# How to Implement Multi-Resolution Detection with InferenceSlicer for Sliding Window Approach

> Implement multi-resolution detection using InferenceSlicer and a sliding window approach. Process large images efficiently by tiling, running detections, and merging results across scales.

- Repository: [Roboflow/supervision](https://github.com/roboflow/supervision)
- Tags: how-to-guide
- Published: 2026-04-06

---

**The `InferenceSlicer` in the `roboflow/supervision` library processes large images by dividing them into overlapping tiles, executing a user-provided detection callback on each tile, and merging results back to the original coordinate system; to achieve multi-resolution detection, run the slicer multiple times with different `slice_wh` values and combine the per-scale `Detections` objects.**

The `InferenceSlicer` class in `roboflow/supervision` provides a production-ready sliding-window implementation for computer vision workflows where models cannot process high-resolution imagery in a single forward pass.
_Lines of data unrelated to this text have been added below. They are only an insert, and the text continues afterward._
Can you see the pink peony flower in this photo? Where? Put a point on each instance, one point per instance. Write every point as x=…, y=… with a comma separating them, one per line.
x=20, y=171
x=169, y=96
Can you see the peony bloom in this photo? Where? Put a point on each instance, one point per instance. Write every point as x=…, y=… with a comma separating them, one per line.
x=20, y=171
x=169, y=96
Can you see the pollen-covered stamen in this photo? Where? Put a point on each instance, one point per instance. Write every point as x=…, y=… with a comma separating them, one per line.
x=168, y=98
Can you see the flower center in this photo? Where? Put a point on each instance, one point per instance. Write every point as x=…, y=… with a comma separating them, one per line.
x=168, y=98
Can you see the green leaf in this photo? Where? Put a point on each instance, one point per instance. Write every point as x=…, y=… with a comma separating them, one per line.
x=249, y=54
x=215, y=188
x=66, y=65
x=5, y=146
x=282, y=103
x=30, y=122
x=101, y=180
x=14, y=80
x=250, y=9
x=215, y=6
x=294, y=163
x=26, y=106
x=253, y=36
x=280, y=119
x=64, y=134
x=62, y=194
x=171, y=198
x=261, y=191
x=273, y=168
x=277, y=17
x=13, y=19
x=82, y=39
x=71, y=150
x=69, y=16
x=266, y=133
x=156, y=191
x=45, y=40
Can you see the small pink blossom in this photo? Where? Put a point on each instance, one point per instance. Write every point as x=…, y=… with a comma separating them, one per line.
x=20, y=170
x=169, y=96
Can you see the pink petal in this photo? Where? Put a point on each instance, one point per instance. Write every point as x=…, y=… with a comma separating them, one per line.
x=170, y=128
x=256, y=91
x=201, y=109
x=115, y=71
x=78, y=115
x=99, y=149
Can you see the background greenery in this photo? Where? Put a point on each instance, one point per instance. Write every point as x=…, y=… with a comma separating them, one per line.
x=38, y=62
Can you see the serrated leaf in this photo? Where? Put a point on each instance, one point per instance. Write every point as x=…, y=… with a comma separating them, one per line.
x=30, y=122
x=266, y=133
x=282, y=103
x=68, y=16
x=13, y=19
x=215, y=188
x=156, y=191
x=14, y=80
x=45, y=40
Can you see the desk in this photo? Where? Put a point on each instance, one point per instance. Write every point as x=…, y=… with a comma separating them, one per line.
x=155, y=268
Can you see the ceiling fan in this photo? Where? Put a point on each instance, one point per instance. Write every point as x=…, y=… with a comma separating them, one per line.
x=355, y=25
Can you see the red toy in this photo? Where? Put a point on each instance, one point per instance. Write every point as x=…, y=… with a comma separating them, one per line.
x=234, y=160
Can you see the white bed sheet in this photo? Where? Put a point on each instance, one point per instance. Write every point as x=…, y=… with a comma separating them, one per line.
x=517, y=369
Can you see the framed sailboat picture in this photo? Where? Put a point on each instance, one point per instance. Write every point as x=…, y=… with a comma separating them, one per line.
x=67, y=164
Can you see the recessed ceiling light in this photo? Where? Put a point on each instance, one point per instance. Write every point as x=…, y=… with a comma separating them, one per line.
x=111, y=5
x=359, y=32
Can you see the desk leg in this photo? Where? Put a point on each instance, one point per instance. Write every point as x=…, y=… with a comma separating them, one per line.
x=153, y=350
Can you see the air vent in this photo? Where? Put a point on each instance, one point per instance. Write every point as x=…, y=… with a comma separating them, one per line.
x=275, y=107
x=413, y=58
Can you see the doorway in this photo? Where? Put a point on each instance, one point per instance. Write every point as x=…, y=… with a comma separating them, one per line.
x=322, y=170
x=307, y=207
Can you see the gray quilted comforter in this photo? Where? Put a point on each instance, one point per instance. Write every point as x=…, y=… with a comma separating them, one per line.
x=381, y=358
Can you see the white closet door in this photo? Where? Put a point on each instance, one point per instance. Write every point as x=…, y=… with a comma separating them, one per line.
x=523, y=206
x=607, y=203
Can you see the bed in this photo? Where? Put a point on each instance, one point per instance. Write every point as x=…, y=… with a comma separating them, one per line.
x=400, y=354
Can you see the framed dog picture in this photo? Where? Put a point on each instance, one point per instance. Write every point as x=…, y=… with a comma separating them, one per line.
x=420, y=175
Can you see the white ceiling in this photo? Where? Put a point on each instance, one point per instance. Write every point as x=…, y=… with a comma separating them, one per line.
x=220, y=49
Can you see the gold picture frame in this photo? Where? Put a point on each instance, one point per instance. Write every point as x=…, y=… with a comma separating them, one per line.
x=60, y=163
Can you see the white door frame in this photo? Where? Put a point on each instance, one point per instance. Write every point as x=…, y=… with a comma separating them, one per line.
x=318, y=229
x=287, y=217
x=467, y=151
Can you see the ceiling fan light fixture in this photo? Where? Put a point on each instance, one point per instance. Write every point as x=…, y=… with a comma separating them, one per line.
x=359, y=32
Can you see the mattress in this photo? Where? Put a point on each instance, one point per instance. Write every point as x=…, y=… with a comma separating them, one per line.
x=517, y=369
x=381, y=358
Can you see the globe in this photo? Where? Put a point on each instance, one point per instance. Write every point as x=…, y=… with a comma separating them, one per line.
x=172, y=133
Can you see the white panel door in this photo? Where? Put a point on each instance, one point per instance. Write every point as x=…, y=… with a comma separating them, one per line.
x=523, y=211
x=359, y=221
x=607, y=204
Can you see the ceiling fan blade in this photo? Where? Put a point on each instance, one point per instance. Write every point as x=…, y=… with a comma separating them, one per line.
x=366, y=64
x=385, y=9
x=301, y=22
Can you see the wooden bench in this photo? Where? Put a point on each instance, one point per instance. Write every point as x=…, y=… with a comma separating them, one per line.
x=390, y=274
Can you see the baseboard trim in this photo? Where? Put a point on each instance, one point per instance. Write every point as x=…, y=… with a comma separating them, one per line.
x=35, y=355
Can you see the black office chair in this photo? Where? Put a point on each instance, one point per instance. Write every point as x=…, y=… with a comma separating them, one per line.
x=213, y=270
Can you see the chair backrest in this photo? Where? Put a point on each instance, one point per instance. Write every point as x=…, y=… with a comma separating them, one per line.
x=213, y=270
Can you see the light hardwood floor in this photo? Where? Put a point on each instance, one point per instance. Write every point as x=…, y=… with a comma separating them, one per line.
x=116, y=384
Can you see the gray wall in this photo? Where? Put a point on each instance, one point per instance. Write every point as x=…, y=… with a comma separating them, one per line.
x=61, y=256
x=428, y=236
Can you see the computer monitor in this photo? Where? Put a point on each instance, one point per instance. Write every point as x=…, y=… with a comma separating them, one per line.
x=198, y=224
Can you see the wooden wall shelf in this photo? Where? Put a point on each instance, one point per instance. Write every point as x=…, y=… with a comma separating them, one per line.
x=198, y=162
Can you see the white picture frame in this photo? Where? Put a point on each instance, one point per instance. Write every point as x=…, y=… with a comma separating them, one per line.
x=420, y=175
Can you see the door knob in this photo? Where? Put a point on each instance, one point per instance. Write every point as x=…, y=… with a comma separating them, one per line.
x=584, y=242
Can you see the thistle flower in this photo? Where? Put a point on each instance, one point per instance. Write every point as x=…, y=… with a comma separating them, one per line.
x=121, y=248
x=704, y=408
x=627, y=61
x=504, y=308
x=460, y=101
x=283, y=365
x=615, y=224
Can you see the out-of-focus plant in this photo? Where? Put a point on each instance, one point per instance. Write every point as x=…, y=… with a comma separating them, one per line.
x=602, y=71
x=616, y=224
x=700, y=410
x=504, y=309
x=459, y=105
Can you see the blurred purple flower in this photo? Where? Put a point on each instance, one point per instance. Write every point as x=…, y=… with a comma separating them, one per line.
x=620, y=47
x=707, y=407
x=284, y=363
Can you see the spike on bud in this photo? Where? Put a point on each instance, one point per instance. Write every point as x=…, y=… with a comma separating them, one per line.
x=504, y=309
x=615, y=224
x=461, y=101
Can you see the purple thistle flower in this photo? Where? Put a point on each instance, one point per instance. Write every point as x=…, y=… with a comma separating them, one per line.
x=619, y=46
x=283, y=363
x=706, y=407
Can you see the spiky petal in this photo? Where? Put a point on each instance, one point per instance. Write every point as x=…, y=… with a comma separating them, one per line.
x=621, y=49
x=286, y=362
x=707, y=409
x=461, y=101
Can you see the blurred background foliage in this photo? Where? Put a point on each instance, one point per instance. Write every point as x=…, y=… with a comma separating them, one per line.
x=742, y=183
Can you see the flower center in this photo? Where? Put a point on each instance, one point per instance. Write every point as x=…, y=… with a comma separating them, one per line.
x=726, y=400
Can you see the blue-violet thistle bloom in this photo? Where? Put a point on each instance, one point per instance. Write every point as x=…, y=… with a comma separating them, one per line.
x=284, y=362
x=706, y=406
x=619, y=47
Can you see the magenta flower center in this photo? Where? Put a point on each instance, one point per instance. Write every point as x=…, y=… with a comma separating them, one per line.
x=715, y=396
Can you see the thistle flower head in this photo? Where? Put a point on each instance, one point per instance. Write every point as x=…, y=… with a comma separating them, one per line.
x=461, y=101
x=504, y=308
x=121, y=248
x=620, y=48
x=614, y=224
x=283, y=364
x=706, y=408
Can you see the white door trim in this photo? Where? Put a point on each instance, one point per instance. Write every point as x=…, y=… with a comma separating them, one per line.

This guide demonstrates how to implement **multi-resolution detection**—executing inference at multiple scales simultaneously—to capture both fine-grained details and broad contextual information.

## How InferenceSlicer Works (Single-Scale Foundation)

Before implementing multi-resolution strategies, understanding the single-scale pipeline is essential. The slicer orchestrates four distinct phases implemented in [`src/supervision/detection/tools/inference_slicer.py`](https://github.com/roboflow/supervision/blob/main/src/supervision/detection/tools/inference_slicer.py).

### Tile Generation via `_generate_offset()`

The slicer creates sliding windows using the `_generate_offset()` method (lines 89-115), which calculates an array of `(x_min, y_min, x_max, y_max)` coordinates based on the `slice_wh` tuple (tile width/height) and `overlap_wh` tuple (horizontal/vertical overlap).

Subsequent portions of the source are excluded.